L'huître pochée du Chef Yukta est toujours aussi délicieuse.

Les petites portions du menu Kaiseki sont dans l'air du temps.
Ressentez-vous les effets de la reprise en 2024 des remontées mécaniques et des restaurants sur les pistes par le groupe américain Vail Resorts?
De notre côté, cela n'a pas directement changé grand-chose. En revanche, je constate que la qualité globale de la destination progresse, ce qui n'est pas étonnant, car ce que Vail Resorts recherche avant tout, c'est le haut de gamme. Sans surprise, la gastronomie est en plein essor à Crans-Montana, avec de nouvelles tables qui entrent au GaultMillau ou des concepts comme La Ferme Saint-Amour [du chef trois étoiles Eric Frechon, ndlr]. La destination monte clairement en gamme.
Six mois après le lancement du restaurant Byakko nouvelle formule, quel bilan tirez-vous?
Nous en sommes très satisfaits, même s'il continuera d'évoluer. Le Byakko du mois de décembre à l'ouverture était très différent de celui du mois de février, et il a encore bien changé lors de cette présente ouverture de la saison d'été.

Le Byakko affine son concept au fil du temps.
Quels changements avez-vous apportés?
Nous avons par exemple élaboré un menu Kaiseki [une succession de petits plats] que l'on déguste au bar central ou à table, ce qui permet d'apporter de la flexibilité. Plutôt que de s'enfermer dans un menu rigide ou une carte classique, nous proposons une multitude de petites portions servies simultanément sur la table.
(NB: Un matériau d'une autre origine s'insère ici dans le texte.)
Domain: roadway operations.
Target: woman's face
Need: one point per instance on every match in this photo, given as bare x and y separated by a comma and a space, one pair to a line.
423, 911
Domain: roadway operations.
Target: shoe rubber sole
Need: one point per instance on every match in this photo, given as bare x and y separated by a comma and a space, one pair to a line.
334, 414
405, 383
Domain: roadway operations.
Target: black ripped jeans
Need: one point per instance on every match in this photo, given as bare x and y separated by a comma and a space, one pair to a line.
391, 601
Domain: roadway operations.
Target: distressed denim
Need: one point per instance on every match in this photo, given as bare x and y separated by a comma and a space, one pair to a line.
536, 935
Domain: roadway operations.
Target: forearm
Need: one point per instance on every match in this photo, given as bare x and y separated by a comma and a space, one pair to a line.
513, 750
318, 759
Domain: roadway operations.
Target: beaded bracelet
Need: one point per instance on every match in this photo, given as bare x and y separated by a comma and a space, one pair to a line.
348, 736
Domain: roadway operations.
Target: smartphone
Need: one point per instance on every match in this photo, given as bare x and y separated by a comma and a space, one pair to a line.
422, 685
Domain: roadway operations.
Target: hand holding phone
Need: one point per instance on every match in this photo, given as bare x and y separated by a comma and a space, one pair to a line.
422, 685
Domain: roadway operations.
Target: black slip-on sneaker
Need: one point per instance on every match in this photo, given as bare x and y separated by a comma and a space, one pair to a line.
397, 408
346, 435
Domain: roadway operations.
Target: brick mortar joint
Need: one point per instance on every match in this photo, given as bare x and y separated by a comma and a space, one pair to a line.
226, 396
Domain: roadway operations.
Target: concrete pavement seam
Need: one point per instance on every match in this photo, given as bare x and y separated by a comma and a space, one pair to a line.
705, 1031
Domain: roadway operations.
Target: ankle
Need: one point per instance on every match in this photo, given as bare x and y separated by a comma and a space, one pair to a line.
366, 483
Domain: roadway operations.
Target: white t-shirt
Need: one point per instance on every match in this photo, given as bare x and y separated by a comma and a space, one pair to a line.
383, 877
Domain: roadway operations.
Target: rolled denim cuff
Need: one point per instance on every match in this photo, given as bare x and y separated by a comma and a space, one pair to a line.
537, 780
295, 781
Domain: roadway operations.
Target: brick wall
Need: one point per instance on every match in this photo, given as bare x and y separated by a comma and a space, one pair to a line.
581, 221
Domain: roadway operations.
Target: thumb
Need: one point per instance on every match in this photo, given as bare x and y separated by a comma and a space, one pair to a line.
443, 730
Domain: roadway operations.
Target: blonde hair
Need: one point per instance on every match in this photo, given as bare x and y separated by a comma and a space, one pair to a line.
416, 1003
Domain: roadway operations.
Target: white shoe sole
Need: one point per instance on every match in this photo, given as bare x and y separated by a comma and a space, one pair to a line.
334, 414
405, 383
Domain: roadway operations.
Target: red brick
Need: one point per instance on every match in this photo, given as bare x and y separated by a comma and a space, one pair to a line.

C'est une tendance forte, basée sur le partage, que nous appliquons déjà avec succès au Wild Cabin, notre restaurant principal. Autre exemple, nous avons ajouté un deuxième menu Omakase, cette fois en cinq plats, pour compléter celui en huit services, et nous mettons désormais davantage en avant notre accord mets-sakés, ce qui plait beaucoup.
Nous sommes en Valais, terre de vins, alors comment recrute-t-on des sommeliers experts en sakés?
Nous avions déjà depuis 2016 une sommelière spécialisée en saké dans l’équipe, Rosalie Uhlen. À l'époque, nous ne mettions pas forcément cet accord en avant. Mais pour cette nouvelle saison, j'ai souhaité aller plus loin et intégrer un deuxième sommelier, Joao Ferreira, que nous avons donc envoyé en formation à Londres, dans une école spécialisée. Il a obtenu son certificat il y a trois semaines. Grâce à ce renforcement, l'équipe est désormais en mesure de proposer de véritables accords mets-sakés et de pousser l’expérience de gastronomie japonaise encore plus loin, en lui donnant tout son sens.

Joao Ferreira, nouvellement formé à Londres, propose des accords mets et sakés surprenants.

Rosalie Uhlen a été formée en sakés il y a dix ans.
L'autre nouveauté depuis votre arrivée, c'est le Club Alpin, qui se mue en beach club l'été. En êtes-vous satisfait?
Oui, et les cabanes de plage sont d'ailleurs déjà en place, même s'il neige aujourd'hui! C’est un concept qui a superbement fonctionné l'an dernier auprès des clients de l'hôtel, mais aussi de la clientèle externe. Cet été, nous allons y intégrer le service du bar. Nous avons une glacière et un bar mobiles montés sur des vélos. L'après-midi, nos équipes passeront entre les chaises longues pour proposer des glaces et des rafraîchissements. C'est le genre de détails exclusifs que l'on ne trouve pas ailleurs. C'est une vraie nouveauté que nous avons implémentée, et comme il n'y avait rien l'année précédente, la progression est nette.